RBC’s analyst observed that Colliers’ guidance for 2026 core earnings per share implies a 17% increase year over year. That projection aligns broadly with consensus expectations, the note said, but the analyst also acknowledged uncertainty about whether the guidance will be sufficient to reverse a recent sell-off in the stock that has been associated with AI-related market dynamics.

The broader broker landscape shows a range of analyst targets for Colliers, spanning from $156 to $200 based on InvestingPro data. That dispersion reflects differing views among analysts on the company’s near-term trajectory and the valuation impact of recent strategic moves.

One of those strategic moves was Colliers’ acquisition of Ayesa. The deal drew a positive reaction from Raymond James, which upgraded Colliers’ rating from Outperform to Strong Buy and increased its price target to $200, characterizing the purchase as a pivotal step in the company’s expansion of capabilities.

Meanwhile, Citizens analyst Mitch Germain maintained a Market Perform rating for Colliers, highlighting the company’s engineering platform as a distinguishing element. Citizens emphasized that the engineering business provides durable income through long-term contracts and that Colliers’ reputation and technical capabilities position it to pursue both organic growth and further external expansion opportunities.

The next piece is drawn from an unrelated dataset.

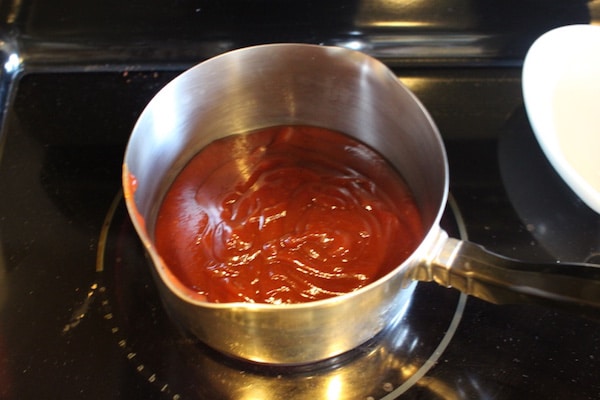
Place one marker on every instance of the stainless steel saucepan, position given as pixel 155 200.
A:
pixel 346 91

Investors will be watching Colliers’ upcoming quarterly results and any commentary on the 2026 outlook, while brokers and market participants continue to weigh the implications of peer performance and recent acquisition activity on the company’s growth profile.


Context and next steps

  • Colliers reports earnings on February 13, when market participants will get updated results and any refinements to guidance.
  • Analyst target range currently runs from $156 to $200, per InvestingPro data.
  • Recent acquisition activity has prompted at least one broker to raise its rating and price target, while others have maintained more cautious stances.

Risks

  • It is unclear whether Colliers’ 2026 core EPS guidance will be sufficient to reverse a recent AI-related sell-off in the stock - this affects investor sentiment in the Real Estate Management & Development sector.
  • Analyst price targets vary significantly, from $156 to $200, indicating differing market expectations and valuation uncertainty for Colliers’ shares - relevant to equity market participants.
  • Competitive performance from peers such as CBRE, which reported strong revenue gains in comparable segments, could influence relative investor assessment of Colliers’ growth prospects - impacting capital markets and leasing sectors.